Supply chain visibility built on nightly batch ETL shows you where things were yesterday. Streaming SQL shows you where they are right now. This guide explains the architectural differences, when the transition makes sense, and exactly how to replace a batch pipeline with RisingWave — a PostgreSQL-compatible streaming database — without rewriting your entire data stack.
Why Batch ETL Falls Short for Supply Chains
Batch ETL pipelines were the right tool for the job when supply chains moved slowly and data volumes were manageable. A nightly job that extracted orders, inventory, and shipment records, transformed them, and loaded them into a data warehouse served decision-makers who checked reports in the morning.
Modern supply chains are different. Same-day delivery expectations mean operational decisions happen in hours, not days. A disruption at a port, a stockout at a distribution center, or a surge in returns requires a response within minutes. Batch pipelines simply cannot provide the data freshness that these situations demand.

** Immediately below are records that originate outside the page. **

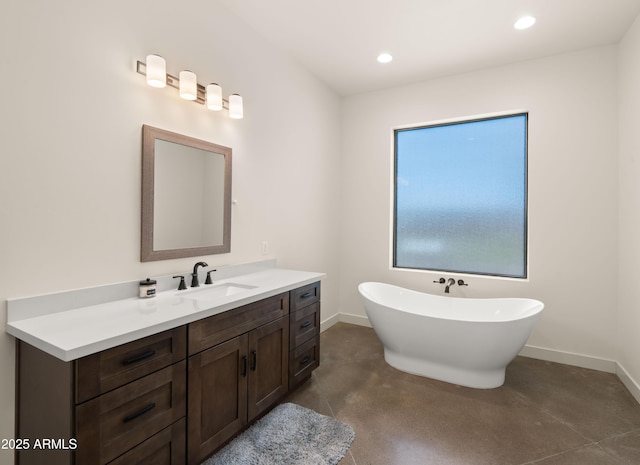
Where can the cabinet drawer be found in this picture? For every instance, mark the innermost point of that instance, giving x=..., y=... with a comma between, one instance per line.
x=227, y=325
x=119, y=420
x=164, y=448
x=110, y=369
x=305, y=324
x=304, y=296
x=303, y=360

The specific pain points are predictable:
- Stale inventory: purchasing sees last night's stock levels, leading to over-ordering or missed replenishment triggers
- Delayed exception detection: a shipment missed its transit checkpoint 6 hours ago, but the alert fires after the next batch run
- Disconnected operational and analytics views: the operations team's live TMS data and the analytics team's warehouse data are hours out of sync
Real-time streaming addresses all three by making the data pipeline continuous rather than scheduled.
How Streaming Replaces Batch ETL
In a batch ETL architecture, data flows: Source → Extract → Transform → Load → Query. Each arrow represents a scheduled job with latency.
In a streaming architecture with RisingWave, data flows: Source → Stream → Materialized View → Query. The materialized view is the transformation, and it runs continuously. Queries read from views that are always current.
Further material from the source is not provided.